Ulusların serveti sana akacak. (Yeşaya 60)

Kralları sana hizmet edecek. (Yeşaya 60)

Evet, o uluslar tam bir yıkıma uğrayacak. (Yeşaya 60)

Yeşaya'nın kehanetleri, Yahudi ve Hristiyan teolojisi için önemli bir temel oluşturur ve bu iki dinin kutsal metinlerinde önemli bir yere sahiptir.

Beykoz'da kabri bulunan Yuşa Aleyhisselam kimdir?

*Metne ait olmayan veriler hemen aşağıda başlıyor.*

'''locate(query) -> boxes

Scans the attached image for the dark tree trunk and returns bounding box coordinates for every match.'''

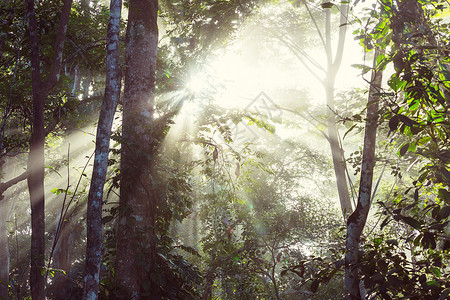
[345,51,383,300]
[115,0,158,299]
[324,3,353,219]
[0,158,11,300]
[52,220,72,300]
[83,0,122,299]
[26,0,72,300]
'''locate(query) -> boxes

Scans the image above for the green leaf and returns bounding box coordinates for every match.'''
[402,217,421,229]
[439,206,450,220]
[311,279,320,293]
[388,74,406,92]
[398,143,409,157]
[438,189,450,203]
[439,288,450,300]
[320,2,334,8]
[430,267,441,277]
[389,115,399,131]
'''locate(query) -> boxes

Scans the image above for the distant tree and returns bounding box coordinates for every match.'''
[115,0,158,299]
[83,0,122,299]
[26,0,72,299]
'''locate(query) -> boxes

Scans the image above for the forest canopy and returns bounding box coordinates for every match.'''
[0,0,450,300]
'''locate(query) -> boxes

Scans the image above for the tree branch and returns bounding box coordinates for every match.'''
[0,171,28,197]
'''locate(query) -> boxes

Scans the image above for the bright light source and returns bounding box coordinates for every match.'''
[186,74,207,94]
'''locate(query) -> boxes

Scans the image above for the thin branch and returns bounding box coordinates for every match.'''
[0,171,29,196]
[303,0,327,49]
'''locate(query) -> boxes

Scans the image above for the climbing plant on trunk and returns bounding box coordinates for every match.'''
[83,0,122,299]
[26,0,73,299]
[115,0,158,299]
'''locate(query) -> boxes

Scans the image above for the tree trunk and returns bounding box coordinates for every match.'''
[324,3,353,219]
[115,0,158,299]
[83,0,122,299]
[345,50,383,300]
[52,220,72,300]
[0,158,11,300]
[26,0,72,300]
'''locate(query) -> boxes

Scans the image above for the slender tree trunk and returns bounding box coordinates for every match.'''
[115,0,158,299]
[0,158,11,300]
[52,220,72,300]
[345,50,383,300]
[324,3,353,219]
[26,0,72,300]
[83,0,122,300]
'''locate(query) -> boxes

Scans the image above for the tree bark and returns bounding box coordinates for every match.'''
[115,0,158,299]
[324,3,353,219]
[0,158,11,300]
[52,216,72,300]
[345,50,383,300]
[83,0,122,300]
[26,0,72,300]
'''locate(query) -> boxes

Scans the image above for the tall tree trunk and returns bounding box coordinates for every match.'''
[115,0,158,299]
[52,220,72,300]
[26,0,72,300]
[345,50,383,300]
[324,3,353,219]
[0,158,11,300]
[83,0,122,300]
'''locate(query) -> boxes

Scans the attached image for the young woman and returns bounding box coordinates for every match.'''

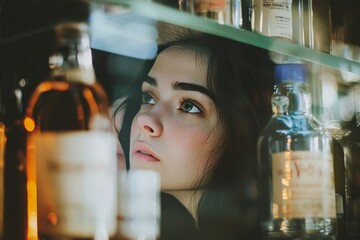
[115,31,273,239]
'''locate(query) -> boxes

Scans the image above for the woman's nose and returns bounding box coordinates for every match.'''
[137,113,163,137]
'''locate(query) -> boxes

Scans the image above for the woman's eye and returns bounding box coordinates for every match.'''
[180,100,202,113]
[141,92,155,104]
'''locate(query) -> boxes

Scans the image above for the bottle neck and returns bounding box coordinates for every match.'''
[271,82,310,115]
[49,24,95,84]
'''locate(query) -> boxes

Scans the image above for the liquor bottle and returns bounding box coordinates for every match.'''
[2,77,27,240]
[251,0,293,41]
[258,64,337,239]
[24,22,116,239]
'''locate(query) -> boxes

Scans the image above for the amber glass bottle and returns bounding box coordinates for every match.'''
[24,23,116,239]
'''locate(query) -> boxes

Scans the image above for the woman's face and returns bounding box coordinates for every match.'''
[130,48,223,191]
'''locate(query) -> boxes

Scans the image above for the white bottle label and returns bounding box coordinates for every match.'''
[272,151,336,218]
[33,131,117,237]
[253,0,292,40]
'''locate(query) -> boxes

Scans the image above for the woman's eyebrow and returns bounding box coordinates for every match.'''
[143,76,157,87]
[171,79,215,101]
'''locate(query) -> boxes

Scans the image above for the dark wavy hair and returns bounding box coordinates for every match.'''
[115,30,273,239]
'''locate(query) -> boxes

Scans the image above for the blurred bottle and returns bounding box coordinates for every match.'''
[258,64,337,239]
[118,170,161,240]
[0,82,6,239]
[179,0,246,28]
[3,77,27,240]
[24,22,116,239]
[342,84,360,240]
[251,0,293,41]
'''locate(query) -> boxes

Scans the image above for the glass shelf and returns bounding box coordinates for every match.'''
[88,0,360,74]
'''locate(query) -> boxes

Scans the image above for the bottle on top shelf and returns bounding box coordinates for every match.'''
[24,22,117,239]
[258,64,337,239]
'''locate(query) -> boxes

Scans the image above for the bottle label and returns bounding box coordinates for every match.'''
[272,151,336,218]
[32,131,117,237]
[254,0,292,40]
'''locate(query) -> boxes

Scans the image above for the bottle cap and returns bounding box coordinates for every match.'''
[274,63,307,84]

Türkiye Diyanet Vakfı İslam Ansiklopedisi’nde Ömer Faruk Harman tarafından kaleme alınan “Yûşa” maddesindeki bilgilere göre, değişik kaynaklarda “İşeya” ya da “Yûşa” olarak da geçen Yeşaya, Hz. Musa’dan sonraki peygamberlerden biriydi. İlk olarak, İsrailoğulları’nın Hz. Musa önderliğinde Mısır’dan çıkışını takiben Sin çölüne geldikleri dönemde adından bahsedilen Yûşa Peygamber, kavmi ile savaşan Amalek’le mücadele etmişti. Kimi kaynaklara göre de Yuşâ Peygamber, bir dizi savaştan sonra zafere ulaşmış, ömrünün son demlerinde ise İstanbul Beykoz’a gelmişti.

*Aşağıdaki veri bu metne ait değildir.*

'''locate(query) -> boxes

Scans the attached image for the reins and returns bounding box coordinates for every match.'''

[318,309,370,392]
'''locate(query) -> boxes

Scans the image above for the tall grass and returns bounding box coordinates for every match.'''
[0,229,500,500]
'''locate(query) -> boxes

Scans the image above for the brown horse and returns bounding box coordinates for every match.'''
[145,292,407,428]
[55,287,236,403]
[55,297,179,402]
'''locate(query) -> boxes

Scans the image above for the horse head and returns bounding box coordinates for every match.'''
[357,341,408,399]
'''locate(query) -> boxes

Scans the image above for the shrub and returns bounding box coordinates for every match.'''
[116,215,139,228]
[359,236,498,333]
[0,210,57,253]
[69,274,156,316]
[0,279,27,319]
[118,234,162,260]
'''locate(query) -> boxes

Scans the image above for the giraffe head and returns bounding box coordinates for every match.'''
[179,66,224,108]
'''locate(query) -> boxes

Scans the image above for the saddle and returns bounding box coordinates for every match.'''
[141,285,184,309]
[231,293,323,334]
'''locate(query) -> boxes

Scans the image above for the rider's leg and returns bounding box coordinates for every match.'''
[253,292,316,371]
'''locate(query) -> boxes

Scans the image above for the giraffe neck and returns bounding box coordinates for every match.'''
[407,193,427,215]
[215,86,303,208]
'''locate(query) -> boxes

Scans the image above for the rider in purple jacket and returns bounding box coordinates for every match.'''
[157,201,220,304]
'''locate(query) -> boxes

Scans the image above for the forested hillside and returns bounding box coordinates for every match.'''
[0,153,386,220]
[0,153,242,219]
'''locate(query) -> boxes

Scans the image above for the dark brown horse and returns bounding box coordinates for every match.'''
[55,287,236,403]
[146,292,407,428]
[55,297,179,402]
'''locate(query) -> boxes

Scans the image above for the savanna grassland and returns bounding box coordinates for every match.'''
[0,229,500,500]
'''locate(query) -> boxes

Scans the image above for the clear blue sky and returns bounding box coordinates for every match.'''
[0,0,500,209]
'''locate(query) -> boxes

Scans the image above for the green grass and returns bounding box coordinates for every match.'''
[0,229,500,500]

Dinler tarihinde ve özellikle Yahudi kaynaklarında adı geçen Yeşaya’nın, kabrinin İstanbul Beykoz’da bulunduğuna inanılan Yûşa Peygamber olduğu, Osmanlı halk kültüründe yaygın bir inançtı. Günümüzde de ziyarete açık bu türbede Hz. Yûşa’nın kabrinin yer aldığı düşünülüyor ve her yıl binlerce kişi burayı ziyaret ediyor.

Kanunî’nin sütkardeşi Yahya Efendi’nin rüyası

Uzun asırlar boyunca bölgenin “kutsal” sayılmasının kökeni, antik Yunan’a kadar uzanıyor. Putperest dönemde burada bir tapınak olduğu kayıtlarda yer alırken, Roma İmparatorlarından Justinianus, VI. yüzyılda bu tapınağı kiliseye çevirmişti.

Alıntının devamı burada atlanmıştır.